Me reincorporé, un poco más calmado, y luego de abrazar a mi padre me puse el casco con la linterna para seguir con la búsqueda hasta que al final dimos con la tapa de una alcantarilla por la que salimos a la carretera. La madrugada estaba fresca y vibraba con un silencio profundo y cósmico.
“¡Mira!”, dijo mi padre, señalando al cielo. “¡Es la aurora boreal!”.
Giré hacia donde me señalaba y me pareció un poco inusual, porque no estábamos cerca de ninguno de los polos, pero la hermosura del cambio de luces en el cielo hizo que se desvaneciera pronto la sensación de extrañeza y, bajo refulgencias verdes y violetas que se desvanecían como acuarelas en el agua, partimos en busca de los otros. En el camino, acompañado por el zumbido de las chicharras, papá fue rememorando cómo era que había conocido a mamá y cómo había comenzado su vida juntos, una historia que yo ya me sabía de memoria pero que escuché otra vez con los oídos vibrándome de emoción, como si fuera un dios primigenio quien me estuviera narrando el primer cuento de génesis que explicaba la existencia de los hombres, y recuerdo que mientras mi padre hablaba sentí que una ascua de mi apagado amor por los libros volvía a crepitar dentro de mi pecho. Cuando terminó, solo para zafarme de otro peso, le conté que una parte de mis inseguridades y mis retos provenía del hecho de que hacía algún tiempo había dejado de entender a A., y pensando en que podría darme algún consejo, le describí los globos de diálogo que le veía salir de la boca llenos de letras sin sentido:
“Haz de cuenta que son bocadillos”, le dije finalmente: “Como en las tiras cómicas”.
“Ah.

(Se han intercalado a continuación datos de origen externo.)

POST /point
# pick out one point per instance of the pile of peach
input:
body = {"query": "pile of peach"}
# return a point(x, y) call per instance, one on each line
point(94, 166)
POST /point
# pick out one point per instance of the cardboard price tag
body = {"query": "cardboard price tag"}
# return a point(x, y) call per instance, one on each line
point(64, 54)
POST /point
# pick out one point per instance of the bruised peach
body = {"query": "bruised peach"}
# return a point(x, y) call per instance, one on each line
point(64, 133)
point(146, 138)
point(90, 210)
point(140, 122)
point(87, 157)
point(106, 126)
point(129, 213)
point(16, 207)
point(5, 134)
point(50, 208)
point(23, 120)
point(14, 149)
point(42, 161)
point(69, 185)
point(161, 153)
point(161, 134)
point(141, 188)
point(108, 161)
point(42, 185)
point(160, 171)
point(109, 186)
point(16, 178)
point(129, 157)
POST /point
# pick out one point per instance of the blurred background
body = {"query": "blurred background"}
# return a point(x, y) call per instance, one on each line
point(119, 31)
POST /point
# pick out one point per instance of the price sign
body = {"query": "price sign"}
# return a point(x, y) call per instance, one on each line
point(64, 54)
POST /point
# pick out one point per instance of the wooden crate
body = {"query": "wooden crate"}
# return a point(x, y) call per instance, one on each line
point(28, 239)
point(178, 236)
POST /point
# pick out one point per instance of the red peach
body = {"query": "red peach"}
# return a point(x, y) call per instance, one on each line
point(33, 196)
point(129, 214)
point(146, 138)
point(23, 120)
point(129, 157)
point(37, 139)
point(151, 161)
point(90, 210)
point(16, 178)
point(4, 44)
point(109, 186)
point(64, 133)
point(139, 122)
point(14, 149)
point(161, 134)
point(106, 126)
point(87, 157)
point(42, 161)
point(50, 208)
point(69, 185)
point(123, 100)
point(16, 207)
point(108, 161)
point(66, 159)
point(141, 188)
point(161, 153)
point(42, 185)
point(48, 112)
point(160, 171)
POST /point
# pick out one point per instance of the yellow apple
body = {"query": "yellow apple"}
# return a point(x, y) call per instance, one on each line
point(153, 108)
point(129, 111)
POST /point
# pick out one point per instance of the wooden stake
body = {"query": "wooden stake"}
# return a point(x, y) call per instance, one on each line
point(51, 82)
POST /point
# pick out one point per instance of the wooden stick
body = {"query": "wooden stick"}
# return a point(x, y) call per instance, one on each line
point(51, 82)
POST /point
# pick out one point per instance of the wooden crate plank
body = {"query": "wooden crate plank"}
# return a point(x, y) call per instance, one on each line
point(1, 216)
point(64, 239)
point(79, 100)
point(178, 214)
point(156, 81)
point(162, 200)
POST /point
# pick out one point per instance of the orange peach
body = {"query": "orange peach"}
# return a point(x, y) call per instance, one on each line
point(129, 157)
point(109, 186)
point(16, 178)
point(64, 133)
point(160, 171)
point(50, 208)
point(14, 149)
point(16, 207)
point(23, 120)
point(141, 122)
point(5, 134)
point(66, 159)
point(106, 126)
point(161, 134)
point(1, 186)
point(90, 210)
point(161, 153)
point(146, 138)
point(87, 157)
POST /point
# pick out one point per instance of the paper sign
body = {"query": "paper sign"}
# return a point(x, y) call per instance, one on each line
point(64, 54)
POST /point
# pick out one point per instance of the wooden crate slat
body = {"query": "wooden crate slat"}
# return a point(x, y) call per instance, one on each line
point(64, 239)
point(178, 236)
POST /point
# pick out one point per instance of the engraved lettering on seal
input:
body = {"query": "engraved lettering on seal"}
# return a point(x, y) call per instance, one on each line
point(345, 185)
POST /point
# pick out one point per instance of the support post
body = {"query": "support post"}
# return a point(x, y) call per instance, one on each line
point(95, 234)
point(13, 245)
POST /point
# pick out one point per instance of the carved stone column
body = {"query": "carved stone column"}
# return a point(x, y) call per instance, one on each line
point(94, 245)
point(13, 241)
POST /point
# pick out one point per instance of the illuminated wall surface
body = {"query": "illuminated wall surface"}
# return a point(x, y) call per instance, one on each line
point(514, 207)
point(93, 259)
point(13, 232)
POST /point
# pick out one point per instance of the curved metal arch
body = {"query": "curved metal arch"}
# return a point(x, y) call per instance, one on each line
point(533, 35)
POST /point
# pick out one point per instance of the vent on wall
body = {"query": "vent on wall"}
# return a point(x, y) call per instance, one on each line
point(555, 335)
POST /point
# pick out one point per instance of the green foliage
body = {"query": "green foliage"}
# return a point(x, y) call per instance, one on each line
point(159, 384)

Aquí sí no sé qué decirte,” dijo papá y, tras rascarse el occipucio, completó la expresión de su enredo: “¡Las mujeres son un enigma!”.
En ese instante algo me vibró dentro del seso y sentí como si las neuronas encontraran la conexión que yo buscaba:
“Un enigma”, repetí en voz alta, atando cabos.
“¡Un hermoso enigma!”.
Frené en seco, fulminado por la corazonada, y agarré a papá del brazo para que diéramos media vuelta:
“¿Adónde vamos?”.
“Tengo que hacer una parada”, dije.
Papá me miró confundido:
“¿Qué parada? ¿En dónde mierdas está todo el mundo?”, preguntó. “¿Qué coños estamos haciendo en la mitad de la calle? ¿Qué día es hoy?”.